The decision reinforces that removals based on "prejudice or local influence" under the 1887/1888 removal statutes were subject to statutory jurisdictional limits, including an amount-in-controversy threshold, and that mandamus would be denied where those limits were not satisfied. It also reflects the Supreme Court’s practice of resolving closely related original mandamus petitions by applying contemporaneously decided precedent without reissuing full analysis. The case is primarily significant as a companion to Ex parte The Pennsylvania Company and for its confirmation of the statutory construction applied there. Broader or lasting constitutional impact is not available in sources.

Public Good Analysis

GPT: In re Pennsylvania Company (6 Original) is an original-jurisdiction procedural matter from the late 19th century that primarily concerns the Supreme Court’s supervisory role over lower federal courts and the limits of extraordinary writ practice.

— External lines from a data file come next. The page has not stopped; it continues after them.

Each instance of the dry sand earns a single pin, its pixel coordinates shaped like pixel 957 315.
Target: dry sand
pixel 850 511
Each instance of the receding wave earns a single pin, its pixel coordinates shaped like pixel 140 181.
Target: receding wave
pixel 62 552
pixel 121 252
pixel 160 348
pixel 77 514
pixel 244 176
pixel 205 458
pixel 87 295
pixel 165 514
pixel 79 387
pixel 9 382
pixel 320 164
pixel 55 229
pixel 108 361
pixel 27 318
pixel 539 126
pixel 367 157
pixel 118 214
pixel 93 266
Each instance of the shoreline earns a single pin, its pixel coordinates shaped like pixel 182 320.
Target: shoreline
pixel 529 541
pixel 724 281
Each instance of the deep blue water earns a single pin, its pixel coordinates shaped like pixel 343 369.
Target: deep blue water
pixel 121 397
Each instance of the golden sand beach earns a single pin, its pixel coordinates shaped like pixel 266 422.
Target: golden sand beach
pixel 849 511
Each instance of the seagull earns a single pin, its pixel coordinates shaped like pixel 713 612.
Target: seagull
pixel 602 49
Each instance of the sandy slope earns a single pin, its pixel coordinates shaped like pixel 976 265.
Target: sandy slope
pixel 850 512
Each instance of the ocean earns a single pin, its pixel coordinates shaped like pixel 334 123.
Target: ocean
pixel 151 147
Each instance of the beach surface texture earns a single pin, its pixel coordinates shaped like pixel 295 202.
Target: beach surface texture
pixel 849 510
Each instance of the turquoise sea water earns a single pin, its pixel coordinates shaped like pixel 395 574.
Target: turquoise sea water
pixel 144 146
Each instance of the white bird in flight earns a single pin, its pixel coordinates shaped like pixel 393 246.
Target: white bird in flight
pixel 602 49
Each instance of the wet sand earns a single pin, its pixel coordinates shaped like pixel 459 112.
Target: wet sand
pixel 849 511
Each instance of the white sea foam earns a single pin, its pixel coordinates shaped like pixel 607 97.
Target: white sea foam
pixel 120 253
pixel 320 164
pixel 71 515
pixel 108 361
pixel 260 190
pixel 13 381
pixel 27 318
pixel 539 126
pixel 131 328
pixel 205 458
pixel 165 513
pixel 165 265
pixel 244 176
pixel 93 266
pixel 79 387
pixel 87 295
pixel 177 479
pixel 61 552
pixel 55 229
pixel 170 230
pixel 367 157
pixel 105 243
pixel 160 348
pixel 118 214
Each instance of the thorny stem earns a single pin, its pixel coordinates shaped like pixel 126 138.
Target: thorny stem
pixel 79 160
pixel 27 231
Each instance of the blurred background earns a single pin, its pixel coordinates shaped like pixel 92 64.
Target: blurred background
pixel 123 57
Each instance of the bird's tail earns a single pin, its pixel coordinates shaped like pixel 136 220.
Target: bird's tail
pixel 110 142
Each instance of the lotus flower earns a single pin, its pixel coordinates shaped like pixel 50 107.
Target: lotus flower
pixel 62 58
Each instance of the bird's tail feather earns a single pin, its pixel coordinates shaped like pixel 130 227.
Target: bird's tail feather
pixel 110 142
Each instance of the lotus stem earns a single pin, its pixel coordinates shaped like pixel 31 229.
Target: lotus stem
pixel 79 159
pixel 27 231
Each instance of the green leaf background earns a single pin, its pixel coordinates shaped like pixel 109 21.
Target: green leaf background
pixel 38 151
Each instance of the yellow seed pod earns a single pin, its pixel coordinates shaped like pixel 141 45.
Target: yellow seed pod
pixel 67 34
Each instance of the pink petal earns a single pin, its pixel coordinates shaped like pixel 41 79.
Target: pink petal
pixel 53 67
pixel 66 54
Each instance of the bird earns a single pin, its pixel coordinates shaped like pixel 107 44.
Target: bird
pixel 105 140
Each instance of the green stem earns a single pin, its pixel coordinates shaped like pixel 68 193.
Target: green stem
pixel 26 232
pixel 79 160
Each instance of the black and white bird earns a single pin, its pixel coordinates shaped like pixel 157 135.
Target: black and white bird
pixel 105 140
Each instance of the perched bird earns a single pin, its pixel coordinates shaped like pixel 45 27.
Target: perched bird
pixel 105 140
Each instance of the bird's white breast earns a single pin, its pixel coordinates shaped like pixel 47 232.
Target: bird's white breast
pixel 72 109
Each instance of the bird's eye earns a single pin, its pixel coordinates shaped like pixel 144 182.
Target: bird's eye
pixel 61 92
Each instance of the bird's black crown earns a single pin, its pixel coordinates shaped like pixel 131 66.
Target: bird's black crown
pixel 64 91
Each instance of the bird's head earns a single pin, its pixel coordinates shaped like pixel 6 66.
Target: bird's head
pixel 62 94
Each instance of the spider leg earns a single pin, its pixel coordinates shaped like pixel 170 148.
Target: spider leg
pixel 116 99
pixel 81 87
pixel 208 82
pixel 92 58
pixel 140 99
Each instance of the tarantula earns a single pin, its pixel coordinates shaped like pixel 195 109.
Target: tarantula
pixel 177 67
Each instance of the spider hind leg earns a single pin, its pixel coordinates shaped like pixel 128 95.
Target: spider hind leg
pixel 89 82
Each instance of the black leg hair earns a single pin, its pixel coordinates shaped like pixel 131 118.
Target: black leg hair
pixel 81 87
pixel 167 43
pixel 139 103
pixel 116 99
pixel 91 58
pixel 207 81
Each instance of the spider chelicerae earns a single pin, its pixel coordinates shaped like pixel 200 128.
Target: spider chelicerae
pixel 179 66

As a result, its direct benefits to civil liberties, democratic participation, or protection of vulnerable groups are limited, though it modestly serves the public by clarifying jurisdictional boundaries and promoting orderly judicial administration. | Claude: This case involved jurisdictional and procedural matters regarding corporate mandamus proceedings. While it helped clarify federal court jurisdiction over corporations, it had limited direct impact on civil liberties, democratic participation, or protection of vulnerable populations. The decision primarily benefited corporate entities seeking clarity on legal procedures rather than advancing broader public welfare or access to justice for ordinary citizens.

Framers' Intent Analysis

GPT: The decision’s emphasis on confining the Court’s original jurisdiction and extraordinary writ power to constitutionally and statutorily authorized bounds aligns with the Framers’ separation-of-powers design and their reluctance to vest open-ended judicial power (Madison’s concern in Federalist No. 47 and Hamilton’s discussion of the judiciary’s limited role in Federalist No. 78). By treating the Court’s original docket as exceptional and cabined, it is broadly consistent with Article III’s enumerated jurisdiction and the limited-government philosophy associated with the Founding generation. | Claude: The decision aligns reasonably well with federalist principles by clarifying the boundaries of federal versus state court jurisdiction, a key concern of framers like Madison and Hamilton in The Federalist Papers. The Court's procedural analysis respects the limited nature of federal jurisdiction and the original jurisdiction of the Supreme Court as outlined in Article III. However, the application to corporate entities extends beyond the framers' original contemplation of federal court powers, as corporations were less prominent in 1787.